As Paisley and her family were lifted from their home to
safety by coastguards she managed to take these pictures which appeared
in the News and Star .
Mike Scott, picture editor at the News and
Star, said: “It brought the drama straight into the office. Paula and
her family were traumatised.”
On the Saturday of the floods many of the staff came into the office on their day off to help with the paper’s coverage.
The
News and Star was forced to pull its Saturday edition following a power
cut at 6.30am that left 100,000 people without electricity.
An
emergency generator managed to power computers and lighting for a short
amount of time allowing the staff to produce a paper, but only 5,000
copies were printed before the generator packed up.

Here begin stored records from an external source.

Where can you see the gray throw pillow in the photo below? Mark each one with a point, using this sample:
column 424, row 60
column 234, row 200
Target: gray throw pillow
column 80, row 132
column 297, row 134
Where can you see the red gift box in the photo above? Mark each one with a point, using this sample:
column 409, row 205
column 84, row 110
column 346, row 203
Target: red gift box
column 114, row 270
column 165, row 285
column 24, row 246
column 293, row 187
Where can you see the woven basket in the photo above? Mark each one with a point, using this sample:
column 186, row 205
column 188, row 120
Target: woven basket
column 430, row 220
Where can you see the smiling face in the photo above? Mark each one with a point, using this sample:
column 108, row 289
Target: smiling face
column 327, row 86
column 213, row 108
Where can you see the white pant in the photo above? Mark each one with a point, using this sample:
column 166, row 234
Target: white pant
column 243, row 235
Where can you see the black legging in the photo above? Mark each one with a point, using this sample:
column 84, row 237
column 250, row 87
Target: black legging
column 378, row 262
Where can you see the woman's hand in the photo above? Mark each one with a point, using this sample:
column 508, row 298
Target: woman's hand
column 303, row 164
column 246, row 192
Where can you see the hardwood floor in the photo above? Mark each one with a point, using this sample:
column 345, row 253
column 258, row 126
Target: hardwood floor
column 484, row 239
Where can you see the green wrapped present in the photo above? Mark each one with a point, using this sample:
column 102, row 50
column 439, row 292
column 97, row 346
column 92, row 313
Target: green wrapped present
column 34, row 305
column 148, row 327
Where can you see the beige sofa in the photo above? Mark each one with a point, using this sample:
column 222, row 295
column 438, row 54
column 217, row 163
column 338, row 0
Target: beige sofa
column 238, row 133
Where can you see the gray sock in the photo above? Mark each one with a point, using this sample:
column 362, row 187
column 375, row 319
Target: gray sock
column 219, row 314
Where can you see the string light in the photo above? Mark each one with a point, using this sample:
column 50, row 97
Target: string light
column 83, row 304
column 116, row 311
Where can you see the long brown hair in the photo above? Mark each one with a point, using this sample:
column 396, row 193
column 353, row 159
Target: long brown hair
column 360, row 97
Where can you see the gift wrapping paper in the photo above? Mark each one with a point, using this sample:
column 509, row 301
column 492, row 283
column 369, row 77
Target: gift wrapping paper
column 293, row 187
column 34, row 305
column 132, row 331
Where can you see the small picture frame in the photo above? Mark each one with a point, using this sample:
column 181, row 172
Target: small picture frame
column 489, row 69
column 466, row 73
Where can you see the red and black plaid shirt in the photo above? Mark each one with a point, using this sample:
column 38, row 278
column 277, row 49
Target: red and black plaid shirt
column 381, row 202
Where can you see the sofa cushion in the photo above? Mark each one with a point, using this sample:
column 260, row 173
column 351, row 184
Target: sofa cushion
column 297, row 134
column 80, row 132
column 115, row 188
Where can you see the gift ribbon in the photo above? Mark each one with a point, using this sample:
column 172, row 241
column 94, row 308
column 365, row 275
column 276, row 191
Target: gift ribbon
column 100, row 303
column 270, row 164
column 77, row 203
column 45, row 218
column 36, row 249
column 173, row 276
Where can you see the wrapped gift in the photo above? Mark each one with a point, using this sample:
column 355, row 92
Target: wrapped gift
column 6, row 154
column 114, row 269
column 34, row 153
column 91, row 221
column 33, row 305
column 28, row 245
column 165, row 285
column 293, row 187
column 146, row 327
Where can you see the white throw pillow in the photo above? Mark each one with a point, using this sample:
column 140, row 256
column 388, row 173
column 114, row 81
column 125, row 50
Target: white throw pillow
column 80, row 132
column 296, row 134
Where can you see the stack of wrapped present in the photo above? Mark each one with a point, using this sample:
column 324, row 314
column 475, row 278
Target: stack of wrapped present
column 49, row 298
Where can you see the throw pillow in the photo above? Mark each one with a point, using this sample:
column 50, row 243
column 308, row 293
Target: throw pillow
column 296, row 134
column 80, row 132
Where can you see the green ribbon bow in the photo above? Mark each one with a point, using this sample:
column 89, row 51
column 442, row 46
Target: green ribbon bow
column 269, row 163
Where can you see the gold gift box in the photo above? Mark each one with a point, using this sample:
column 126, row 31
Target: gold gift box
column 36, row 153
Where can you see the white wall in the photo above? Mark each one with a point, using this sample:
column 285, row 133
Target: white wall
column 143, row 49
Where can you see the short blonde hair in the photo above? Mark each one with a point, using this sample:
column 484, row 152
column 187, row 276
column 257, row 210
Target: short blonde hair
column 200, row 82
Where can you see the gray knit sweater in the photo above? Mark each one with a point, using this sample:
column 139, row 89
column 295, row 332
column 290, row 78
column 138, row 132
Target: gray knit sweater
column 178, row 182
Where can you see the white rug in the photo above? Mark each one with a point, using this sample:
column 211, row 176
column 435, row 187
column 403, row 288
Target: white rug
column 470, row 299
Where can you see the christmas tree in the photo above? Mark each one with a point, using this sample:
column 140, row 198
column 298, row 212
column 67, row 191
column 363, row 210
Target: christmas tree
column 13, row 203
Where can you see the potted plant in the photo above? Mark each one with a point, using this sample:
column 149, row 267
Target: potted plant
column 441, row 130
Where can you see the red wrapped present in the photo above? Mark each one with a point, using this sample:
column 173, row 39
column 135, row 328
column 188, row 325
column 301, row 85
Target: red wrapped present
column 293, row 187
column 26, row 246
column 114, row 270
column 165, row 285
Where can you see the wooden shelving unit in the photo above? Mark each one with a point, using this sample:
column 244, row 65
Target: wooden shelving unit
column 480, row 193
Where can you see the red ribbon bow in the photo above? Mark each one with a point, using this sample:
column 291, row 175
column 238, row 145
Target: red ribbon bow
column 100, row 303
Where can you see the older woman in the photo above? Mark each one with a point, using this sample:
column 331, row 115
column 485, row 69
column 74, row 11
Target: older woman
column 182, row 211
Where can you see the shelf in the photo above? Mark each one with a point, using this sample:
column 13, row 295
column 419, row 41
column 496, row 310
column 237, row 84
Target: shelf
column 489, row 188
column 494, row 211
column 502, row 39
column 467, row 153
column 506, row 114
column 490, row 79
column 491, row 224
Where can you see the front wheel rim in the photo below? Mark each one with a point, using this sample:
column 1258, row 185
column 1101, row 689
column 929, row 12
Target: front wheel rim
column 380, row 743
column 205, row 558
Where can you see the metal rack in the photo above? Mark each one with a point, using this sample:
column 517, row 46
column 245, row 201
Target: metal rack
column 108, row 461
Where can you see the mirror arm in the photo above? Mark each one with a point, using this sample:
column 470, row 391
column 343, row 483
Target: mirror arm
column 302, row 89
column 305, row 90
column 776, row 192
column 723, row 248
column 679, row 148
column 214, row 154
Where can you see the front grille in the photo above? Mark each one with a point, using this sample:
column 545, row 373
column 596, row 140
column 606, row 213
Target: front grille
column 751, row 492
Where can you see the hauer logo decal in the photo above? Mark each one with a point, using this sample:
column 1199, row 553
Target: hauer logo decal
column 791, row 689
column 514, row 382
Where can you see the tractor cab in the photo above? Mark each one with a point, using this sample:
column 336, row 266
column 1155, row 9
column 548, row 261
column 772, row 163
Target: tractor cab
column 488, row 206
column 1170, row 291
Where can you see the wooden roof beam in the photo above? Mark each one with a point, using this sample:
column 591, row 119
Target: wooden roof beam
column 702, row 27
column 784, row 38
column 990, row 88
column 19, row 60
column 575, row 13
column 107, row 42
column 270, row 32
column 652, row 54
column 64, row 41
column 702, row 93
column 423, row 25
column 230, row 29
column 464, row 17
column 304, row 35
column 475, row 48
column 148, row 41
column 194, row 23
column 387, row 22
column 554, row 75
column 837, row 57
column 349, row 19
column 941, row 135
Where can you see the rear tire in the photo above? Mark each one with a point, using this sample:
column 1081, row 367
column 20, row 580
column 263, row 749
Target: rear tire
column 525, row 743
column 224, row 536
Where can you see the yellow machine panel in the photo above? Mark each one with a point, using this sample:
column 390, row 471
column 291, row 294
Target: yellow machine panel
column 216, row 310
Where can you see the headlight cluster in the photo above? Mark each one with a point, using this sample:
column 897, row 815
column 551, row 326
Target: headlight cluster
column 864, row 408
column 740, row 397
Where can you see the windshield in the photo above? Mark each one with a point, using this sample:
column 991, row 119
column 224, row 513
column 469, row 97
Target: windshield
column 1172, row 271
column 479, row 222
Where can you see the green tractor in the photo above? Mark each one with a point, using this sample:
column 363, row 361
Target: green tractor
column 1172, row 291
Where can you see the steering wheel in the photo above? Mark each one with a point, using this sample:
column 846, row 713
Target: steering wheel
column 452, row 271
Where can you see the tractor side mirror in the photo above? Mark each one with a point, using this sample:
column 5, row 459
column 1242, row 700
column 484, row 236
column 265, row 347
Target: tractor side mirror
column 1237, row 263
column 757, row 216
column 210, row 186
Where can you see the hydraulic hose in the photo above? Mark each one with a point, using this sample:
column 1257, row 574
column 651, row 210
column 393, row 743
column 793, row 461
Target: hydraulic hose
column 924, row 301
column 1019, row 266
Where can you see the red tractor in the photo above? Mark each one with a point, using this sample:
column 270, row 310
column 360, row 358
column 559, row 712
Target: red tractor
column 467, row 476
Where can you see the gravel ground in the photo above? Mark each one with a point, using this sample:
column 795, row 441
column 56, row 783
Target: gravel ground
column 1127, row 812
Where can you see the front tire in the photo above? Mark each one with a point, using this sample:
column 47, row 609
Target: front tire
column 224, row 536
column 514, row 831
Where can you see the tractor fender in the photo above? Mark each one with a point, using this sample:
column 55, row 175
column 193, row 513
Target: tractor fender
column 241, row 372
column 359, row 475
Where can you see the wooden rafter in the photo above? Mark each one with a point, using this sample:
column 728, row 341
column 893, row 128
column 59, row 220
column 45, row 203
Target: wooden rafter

Other papers printed at the site, including The Sun , had to find alternative printers.
The
newspaper’s website came into its own on the Saturday. There were
minute-by-minute updates and according to deputy editor, Nick Turner,
the site received more than 500,000 page impressions on the Saturday,
when the normal figure is around 40,000.
Turner said: “We put an
appeal on the site for the public to send in any picture. By 7.45am we
had a front page picture of an ambulance stuck in the floods ready for
the paper that never was.”
On Sunday a team of around 20 staff
worked around the clock to produce 34 pages of flood coverage, as well
as six pages of extra news for a special edition on Monday. The pages
were sent to sister title North West Evening Mail in Barrow, which
printed 55,000 copies of the News and Star , more than double its
normal print run.
At this point the News and Star office was one
of the only places in Carlisle to have power apart from the emergency
services thanks to editor Keith Sutton persuading the chief constable,
who decided where to distribute the electricity first.
He
recalled: “I said the priority was with our printing presses. No one
could hear the radio or watch the television as the transmitters were
down so I argued that we were an emergency function.”
The paper has set up an appeal to raise £500,000 for those worst affected.